I’ve been talking about this a lot with V and he said he worries that my idealism has been replaced by cynicism. I asked when I was ever idealistic and he reminded me that I used to be much more willing and eager to charge off on something.
I admit that I’ve often been impulsive. I accepted a job in Mali without knowing anything about the country or even where to find it on a map. I love traveling without a fixed destination, discovering as I go.
But at the same time, I think I’ve seen enough to have long lost any idealism I might have held about international work. Reading a book like Little Princes just reminds me of the risks of parachuting in to fix someone else’s problems and I get frustrated when complex inter-cultural relationships are portrayed in hero/victim roles.

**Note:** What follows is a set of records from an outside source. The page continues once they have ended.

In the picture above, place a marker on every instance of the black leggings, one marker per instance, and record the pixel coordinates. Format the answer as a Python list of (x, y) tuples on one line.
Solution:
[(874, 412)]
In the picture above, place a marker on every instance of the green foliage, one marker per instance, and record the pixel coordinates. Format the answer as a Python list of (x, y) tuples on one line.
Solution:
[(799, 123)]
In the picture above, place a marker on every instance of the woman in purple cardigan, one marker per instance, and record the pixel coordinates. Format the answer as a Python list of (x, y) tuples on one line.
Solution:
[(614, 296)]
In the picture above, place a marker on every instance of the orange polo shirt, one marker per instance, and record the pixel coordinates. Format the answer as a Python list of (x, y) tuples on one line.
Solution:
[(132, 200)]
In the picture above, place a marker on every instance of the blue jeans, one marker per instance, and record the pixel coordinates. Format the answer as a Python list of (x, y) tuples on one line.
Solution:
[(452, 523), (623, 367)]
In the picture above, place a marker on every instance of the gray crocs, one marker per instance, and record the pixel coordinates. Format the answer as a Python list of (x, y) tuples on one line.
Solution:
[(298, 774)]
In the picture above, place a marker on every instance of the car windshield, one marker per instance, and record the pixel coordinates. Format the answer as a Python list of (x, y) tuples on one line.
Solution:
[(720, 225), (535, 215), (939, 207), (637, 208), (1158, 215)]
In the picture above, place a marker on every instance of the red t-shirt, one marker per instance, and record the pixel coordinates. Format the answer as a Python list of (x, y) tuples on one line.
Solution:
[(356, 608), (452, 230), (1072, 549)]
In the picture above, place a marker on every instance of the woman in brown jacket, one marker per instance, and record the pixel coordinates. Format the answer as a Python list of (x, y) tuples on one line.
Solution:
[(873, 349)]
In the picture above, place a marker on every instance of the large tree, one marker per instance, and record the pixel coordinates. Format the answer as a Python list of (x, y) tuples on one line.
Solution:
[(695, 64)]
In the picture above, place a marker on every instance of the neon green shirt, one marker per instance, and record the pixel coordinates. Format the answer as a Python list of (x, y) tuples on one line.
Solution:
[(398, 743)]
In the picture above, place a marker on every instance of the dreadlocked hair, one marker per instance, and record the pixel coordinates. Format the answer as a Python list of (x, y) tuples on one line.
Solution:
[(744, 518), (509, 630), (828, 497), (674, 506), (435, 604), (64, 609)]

When I was in Mali I struggled with my role as a foreign teacher. Sure I had some skills that could be useful to others, but there were hundreds of Malians with these skills, and more. My daily allocation of $10 was the equivalent of a good 2-week salary. Add on the money for my plane ticket, immunizations, visas, etc and basically my 5-month stint could likely have given a Malian a full-time job for a few years.
I asked a young man who had trained in IT what he thought of people like me coming to Mali to do jobs he was qualified for. He dropped his gaze and shrugged.
“Its complex here,” he said. “Because of your skin colour, people will listen to you. I could go in and say the same thing, but they wouldn’t respect me.”
So while I could say my presence enabled people to receive computer training, and acquire skills to complete in the world economy of high tech, on the other hand my presence disabled people him from assuming these same roles.